A week ago, I went to a book auction in New London, Connecticut. It was
of the type they call a "pick auction". There were thousands of books,
divided up onto separate tables for each source (estate, dealer, etc.)
and the potential buyers put together lots of up to ten items per lot on
which everyone can bid. After the lots are formed (the first round had
215 lots), the buyers examine the lots to decide what they want to bid
on. Then the bidding commences as usual. After the first round, there
is a second round (which had about 150 lots). Then the remaining books
still on the tables are sold by auction where each table is a lot.

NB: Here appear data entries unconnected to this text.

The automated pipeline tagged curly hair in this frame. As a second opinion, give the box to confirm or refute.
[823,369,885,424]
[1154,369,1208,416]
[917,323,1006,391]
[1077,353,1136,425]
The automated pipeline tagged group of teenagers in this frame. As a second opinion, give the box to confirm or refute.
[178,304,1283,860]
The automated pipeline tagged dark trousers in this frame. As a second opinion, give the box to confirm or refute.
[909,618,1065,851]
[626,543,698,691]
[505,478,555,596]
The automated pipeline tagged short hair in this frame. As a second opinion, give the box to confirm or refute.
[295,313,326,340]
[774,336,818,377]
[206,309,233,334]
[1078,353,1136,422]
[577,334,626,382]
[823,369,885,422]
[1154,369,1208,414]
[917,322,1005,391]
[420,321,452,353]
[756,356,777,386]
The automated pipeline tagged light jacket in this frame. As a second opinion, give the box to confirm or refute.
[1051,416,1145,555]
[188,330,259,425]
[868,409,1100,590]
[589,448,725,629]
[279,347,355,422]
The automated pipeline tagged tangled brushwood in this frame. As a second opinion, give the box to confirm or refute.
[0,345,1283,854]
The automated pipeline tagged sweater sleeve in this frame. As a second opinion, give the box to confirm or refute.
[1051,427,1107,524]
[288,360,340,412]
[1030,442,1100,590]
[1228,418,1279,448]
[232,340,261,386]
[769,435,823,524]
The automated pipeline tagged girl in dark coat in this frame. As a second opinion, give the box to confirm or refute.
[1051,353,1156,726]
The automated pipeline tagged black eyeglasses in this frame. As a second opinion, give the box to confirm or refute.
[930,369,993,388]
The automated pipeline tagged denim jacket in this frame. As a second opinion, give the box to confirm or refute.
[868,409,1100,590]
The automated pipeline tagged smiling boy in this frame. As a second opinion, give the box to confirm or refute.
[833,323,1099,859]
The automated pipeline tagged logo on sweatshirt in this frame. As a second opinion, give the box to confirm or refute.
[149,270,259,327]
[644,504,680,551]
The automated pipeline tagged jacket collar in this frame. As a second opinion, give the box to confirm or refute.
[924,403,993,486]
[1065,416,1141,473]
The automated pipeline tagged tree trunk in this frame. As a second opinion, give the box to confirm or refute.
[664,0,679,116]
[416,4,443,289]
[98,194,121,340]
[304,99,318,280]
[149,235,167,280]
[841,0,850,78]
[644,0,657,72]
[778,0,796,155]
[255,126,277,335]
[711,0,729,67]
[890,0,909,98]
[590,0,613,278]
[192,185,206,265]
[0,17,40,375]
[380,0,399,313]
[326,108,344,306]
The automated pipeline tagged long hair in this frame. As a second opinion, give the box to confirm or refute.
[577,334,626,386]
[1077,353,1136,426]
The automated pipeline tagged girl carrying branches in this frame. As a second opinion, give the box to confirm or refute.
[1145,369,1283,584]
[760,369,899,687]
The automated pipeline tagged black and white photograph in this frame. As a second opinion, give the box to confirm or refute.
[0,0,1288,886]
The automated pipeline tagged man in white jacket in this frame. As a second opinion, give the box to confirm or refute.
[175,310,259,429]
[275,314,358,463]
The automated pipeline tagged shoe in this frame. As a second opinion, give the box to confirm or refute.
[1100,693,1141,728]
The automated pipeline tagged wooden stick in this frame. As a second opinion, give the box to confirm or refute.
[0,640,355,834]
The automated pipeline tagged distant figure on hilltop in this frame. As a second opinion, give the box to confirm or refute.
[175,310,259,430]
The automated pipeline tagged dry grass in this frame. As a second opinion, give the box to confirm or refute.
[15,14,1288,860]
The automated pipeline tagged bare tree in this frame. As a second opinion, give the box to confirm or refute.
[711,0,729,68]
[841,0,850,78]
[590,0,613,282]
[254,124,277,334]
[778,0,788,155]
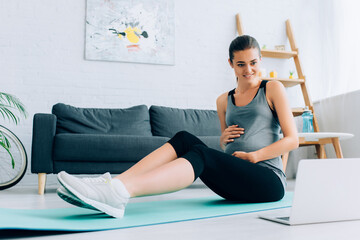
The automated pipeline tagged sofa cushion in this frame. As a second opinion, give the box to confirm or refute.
[149,106,221,137]
[52,103,152,136]
[54,133,169,162]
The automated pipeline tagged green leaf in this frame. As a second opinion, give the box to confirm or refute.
[0,92,27,124]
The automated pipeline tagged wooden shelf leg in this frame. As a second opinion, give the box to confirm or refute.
[316,144,326,159]
[282,152,289,173]
[38,173,46,195]
[331,138,344,158]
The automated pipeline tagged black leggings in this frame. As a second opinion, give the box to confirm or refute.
[168,131,284,202]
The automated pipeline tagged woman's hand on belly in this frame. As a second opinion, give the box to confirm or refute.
[232,151,258,163]
[220,125,244,147]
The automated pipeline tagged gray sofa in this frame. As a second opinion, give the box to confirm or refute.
[31,103,221,194]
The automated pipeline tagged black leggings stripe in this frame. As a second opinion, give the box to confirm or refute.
[168,131,285,202]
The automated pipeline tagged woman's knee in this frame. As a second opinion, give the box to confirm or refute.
[173,130,193,140]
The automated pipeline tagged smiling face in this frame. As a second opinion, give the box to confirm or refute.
[229,48,261,81]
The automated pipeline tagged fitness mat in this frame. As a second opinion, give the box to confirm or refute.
[0,192,293,231]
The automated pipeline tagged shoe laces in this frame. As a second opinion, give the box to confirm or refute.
[82,177,110,183]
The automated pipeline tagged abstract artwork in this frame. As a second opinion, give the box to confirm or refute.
[85,0,175,65]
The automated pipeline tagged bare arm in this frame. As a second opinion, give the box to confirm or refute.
[216,92,244,150]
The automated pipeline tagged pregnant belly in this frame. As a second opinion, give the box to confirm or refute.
[225,136,275,154]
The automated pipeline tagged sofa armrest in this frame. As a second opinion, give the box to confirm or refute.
[31,113,56,173]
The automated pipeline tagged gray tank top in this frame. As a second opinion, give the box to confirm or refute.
[225,81,286,188]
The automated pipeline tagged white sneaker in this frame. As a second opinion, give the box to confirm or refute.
[56,187,99,211]
[58,171,129,218]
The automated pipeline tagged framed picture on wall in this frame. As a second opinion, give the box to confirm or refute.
[85,0,175,65]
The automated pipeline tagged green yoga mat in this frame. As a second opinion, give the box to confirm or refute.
[0,192,293,231]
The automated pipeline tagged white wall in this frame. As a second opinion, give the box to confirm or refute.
[0,0,327,184]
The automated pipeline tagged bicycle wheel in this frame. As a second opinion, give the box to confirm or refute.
[0,125,27,190]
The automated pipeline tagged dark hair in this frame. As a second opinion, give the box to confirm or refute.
[229,35,261,61]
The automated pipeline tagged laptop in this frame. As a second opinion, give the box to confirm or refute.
[259,158,360,225]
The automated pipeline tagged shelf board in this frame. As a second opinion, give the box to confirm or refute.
[261,77,305,87]
[261,49,298,58]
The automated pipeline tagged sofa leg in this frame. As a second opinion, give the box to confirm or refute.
[38,173,46,195]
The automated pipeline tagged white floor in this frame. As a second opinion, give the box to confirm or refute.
[0,175,360,240]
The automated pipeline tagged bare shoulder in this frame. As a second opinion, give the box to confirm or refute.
[216,92,228,105]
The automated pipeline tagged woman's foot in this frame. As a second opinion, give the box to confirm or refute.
[58,171,130,218]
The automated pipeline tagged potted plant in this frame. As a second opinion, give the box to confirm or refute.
[0,92,27,168]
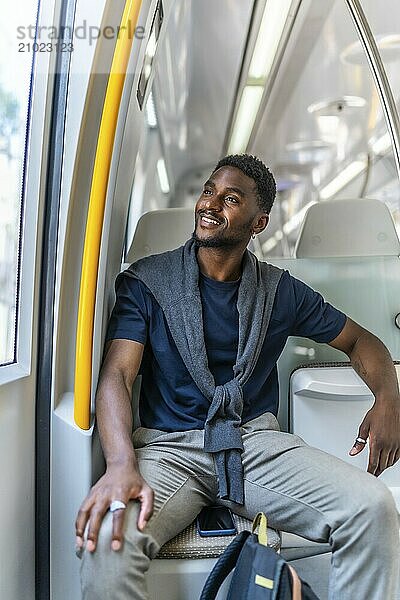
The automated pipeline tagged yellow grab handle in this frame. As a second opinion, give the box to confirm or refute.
[74,0,142,429]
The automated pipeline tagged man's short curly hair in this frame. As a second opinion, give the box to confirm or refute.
[213,154,276,214]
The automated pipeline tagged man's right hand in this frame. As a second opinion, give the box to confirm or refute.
[75,464,154,552]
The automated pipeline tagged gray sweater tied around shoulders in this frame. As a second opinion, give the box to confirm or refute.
[120,239,283,504]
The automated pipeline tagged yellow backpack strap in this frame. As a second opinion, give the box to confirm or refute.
[251,513,268,546]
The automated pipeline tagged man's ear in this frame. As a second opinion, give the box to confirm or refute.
[253,213,269,234]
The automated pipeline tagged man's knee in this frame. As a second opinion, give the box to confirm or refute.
[346,476,399,542]
[81,502,158,600]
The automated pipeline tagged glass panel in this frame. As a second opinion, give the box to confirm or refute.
[250,0,400,256]
[362,0,400,235]
[0,0,37,364]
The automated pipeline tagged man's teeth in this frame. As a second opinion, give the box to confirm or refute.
[201,216,219,225]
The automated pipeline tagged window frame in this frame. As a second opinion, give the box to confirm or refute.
[0,0,54,386]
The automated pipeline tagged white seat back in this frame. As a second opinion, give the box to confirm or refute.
[295,198,400,258]
[125,207,194,263]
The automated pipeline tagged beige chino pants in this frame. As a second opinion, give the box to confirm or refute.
[81,413,399,600]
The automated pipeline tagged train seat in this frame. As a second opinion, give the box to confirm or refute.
[125,207,194,264]
[268,199,400,597]
[147,515,280,600]
[295,198,400,258]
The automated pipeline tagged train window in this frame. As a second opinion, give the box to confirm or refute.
[136,0,164,110]
[0,0,38,365]
[251,0,400,256]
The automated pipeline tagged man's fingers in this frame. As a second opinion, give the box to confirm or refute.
[75,502,91,548]
[138,485,154,531]
[86,506,108,552]
[367,444,381,477]
[349,419,369,456]
[111,508,125,551]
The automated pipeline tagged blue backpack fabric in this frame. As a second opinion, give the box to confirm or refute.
[200,513,318,600]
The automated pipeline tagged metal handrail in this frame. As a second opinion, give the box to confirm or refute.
[74,0,142,429]
[345,0,400,178]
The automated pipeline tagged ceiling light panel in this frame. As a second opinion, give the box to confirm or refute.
[319,160,366,200]
[228,85,264,154]
[249,0,292,79]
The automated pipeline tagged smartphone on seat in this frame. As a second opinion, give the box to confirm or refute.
[197,506,237,537]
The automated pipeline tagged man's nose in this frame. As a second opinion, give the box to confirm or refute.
[203,194,222,211]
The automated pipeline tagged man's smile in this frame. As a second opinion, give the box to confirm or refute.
[199,213,223,228]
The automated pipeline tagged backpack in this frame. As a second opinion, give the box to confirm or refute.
[200,513,318,600]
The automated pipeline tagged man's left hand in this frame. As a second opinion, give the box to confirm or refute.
[349,402,400,477]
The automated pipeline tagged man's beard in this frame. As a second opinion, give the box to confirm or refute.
[192,219,253,250]
[192,231,241,249]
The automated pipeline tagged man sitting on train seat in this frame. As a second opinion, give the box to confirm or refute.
[76,155,400,600]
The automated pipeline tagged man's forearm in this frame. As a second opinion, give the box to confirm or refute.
[96,372,137,468]
[349,332,399,402]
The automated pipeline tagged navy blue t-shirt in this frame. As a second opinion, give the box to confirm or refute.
[106,271,346,432]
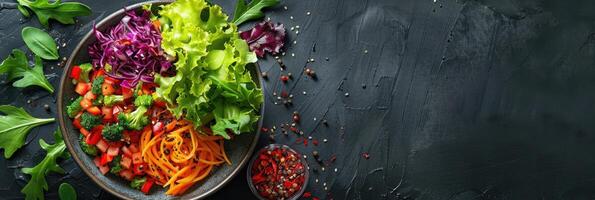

Well, I bought six lots of books. But I also bought two of the tables
at the end. It was a very good thing that I took my Jeep Grand Cherokee
to the auction, because I needed every inch of space in it to bring the
books home - and that includes the passenger seat and foot well. I am
guessing that I bought about 700 books.

I have now had a chance to get through them all at least once. One of
the tables, by the way, was mystery and related novels. Among the books
from that table were a number of signed books, including a first of
Peter Benchley's _The Island_ , one by Donald Westlake, and three by
science fiction writer Frederick Pohl.

I still have a lot of work to do and it is clear I simply cannot keep
all the books. Nor would I want to. There are, for instance, a
considerable number of late 19th C. romances. Most of them are by
unknowns, but there are two or three by Marie Corelli, a British writer
whose real name was Mary Mackay. Though she is virtually unknown today,
apparently at the time she wrote her sales were more than the combined
contemporaneous sales of books by Conan Doyle, H. G. Wells and Kipling.
Sic transit gloria mundis. In 2007, by the way, the British film
_Angel_ was a fictionalized biography of Marie Corelli.